After decades of holding down freezer sections across the country, Minute Maid is officially pulling the plug on its frozen juice concentrates. The brand confirmed it will step away from the frozen can category entirely, signaling a major shift for a product many households grew up on.
The frozen lineup includes familiar staples like orange juice, lemonade, limeade, pink lemonade, and raspberry lemonade. While these flavors once defined easy breakfasts and after-school snacks, the company says consumer habits have changed.
“We are discontinuing our frozen products and exiting the frozen can category in response to shifting consumer preferences,” a spokesperson for the Coca-Cola Company, Minute Maid’s parent company, confirmed to PEOPLE on Tuesday, February 3.

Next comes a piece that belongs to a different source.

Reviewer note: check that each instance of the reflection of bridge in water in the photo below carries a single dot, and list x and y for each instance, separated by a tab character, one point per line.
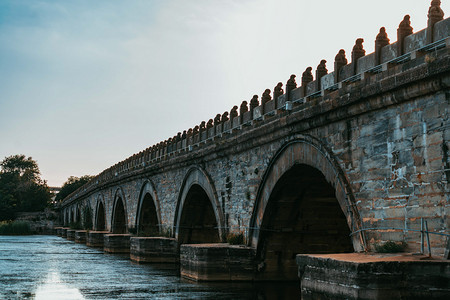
351	159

With the juice category growing strongly, we’re focusing on products that better match what our consumers want,” the representative added. The company confirmed frozen concentrates will be phased out during the first quarter of 2026, with “in-store inventory available while supplies last.”
The decision closes a chapter that began during World War II. The company was incorporated in 1945 as Florida Foods Corporation after securing a U.S. Army order for powdered orange juice. Although the war ended before shipment, the momentum carried forward. In 1946, the business became Vacuum Foods Corporation and introduced the first frozen concentrated orange juice sold in the United States under the Minute Maid name.
As Minute Maid looks ahead, longtime fans are left staring at the freezer door, realizing a familiar ritual is about to disappear.